SRX

Expand all | Collapse all

IKE security-association wont clear

  • 1.  IKE security-association wont clear

    Posted 17 days ago
    Hi All,

    Hope you're well -

    I have a IKE security association that wont clear and wanted to check next steps 

    I've tried clearing the IKE using the following

    clear security ike security-associations index 2428393

    clear security ike security-associations xxx.xxx.xxx.xxx

    The fact the IKE SA is present still isn't causing issues for the VPN as this is coming up under a new security association however its more of an admin/ tidy device easy life situation.

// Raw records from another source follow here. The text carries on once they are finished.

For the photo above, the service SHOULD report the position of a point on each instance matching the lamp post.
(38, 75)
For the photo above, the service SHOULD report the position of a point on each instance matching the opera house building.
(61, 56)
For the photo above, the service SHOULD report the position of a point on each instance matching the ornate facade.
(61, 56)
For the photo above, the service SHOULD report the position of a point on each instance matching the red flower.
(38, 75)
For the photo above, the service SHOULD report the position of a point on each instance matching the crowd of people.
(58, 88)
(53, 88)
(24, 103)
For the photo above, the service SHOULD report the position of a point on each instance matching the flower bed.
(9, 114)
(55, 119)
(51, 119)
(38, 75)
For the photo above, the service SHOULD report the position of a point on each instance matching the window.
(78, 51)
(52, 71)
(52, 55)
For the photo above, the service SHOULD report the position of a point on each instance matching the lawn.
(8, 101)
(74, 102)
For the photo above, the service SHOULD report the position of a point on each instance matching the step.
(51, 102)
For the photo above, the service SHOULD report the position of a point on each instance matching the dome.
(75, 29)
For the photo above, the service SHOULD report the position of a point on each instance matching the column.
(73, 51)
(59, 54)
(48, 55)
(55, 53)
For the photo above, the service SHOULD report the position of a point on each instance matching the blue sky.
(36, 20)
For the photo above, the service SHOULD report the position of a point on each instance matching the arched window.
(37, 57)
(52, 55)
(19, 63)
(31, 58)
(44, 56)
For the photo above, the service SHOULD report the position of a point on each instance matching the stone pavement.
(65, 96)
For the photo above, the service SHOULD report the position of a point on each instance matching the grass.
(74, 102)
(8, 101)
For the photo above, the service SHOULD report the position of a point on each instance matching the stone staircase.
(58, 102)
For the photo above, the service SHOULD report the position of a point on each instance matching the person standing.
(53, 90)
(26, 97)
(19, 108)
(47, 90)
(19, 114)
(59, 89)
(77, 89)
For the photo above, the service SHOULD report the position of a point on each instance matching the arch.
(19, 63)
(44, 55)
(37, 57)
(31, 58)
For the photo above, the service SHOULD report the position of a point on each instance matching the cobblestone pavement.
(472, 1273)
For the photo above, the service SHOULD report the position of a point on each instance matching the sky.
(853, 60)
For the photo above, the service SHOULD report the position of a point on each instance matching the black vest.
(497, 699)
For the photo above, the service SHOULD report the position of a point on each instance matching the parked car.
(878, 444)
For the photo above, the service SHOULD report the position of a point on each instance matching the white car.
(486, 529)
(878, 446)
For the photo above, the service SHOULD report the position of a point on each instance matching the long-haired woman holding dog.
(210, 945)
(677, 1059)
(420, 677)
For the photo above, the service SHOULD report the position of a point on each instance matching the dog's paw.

    As this is a production firewall I am hesitant to run restart IPsec-key-management or have the device rebooted however if this is what is required, I will schedule a maintenance period

    Any thoughts would be great 

    Thanks,
    Alex


  • 2.  RE: IKE security-association wont clear

    Posted 17 days ago
    Hi Alex,

    May I know the device model and Junos version? 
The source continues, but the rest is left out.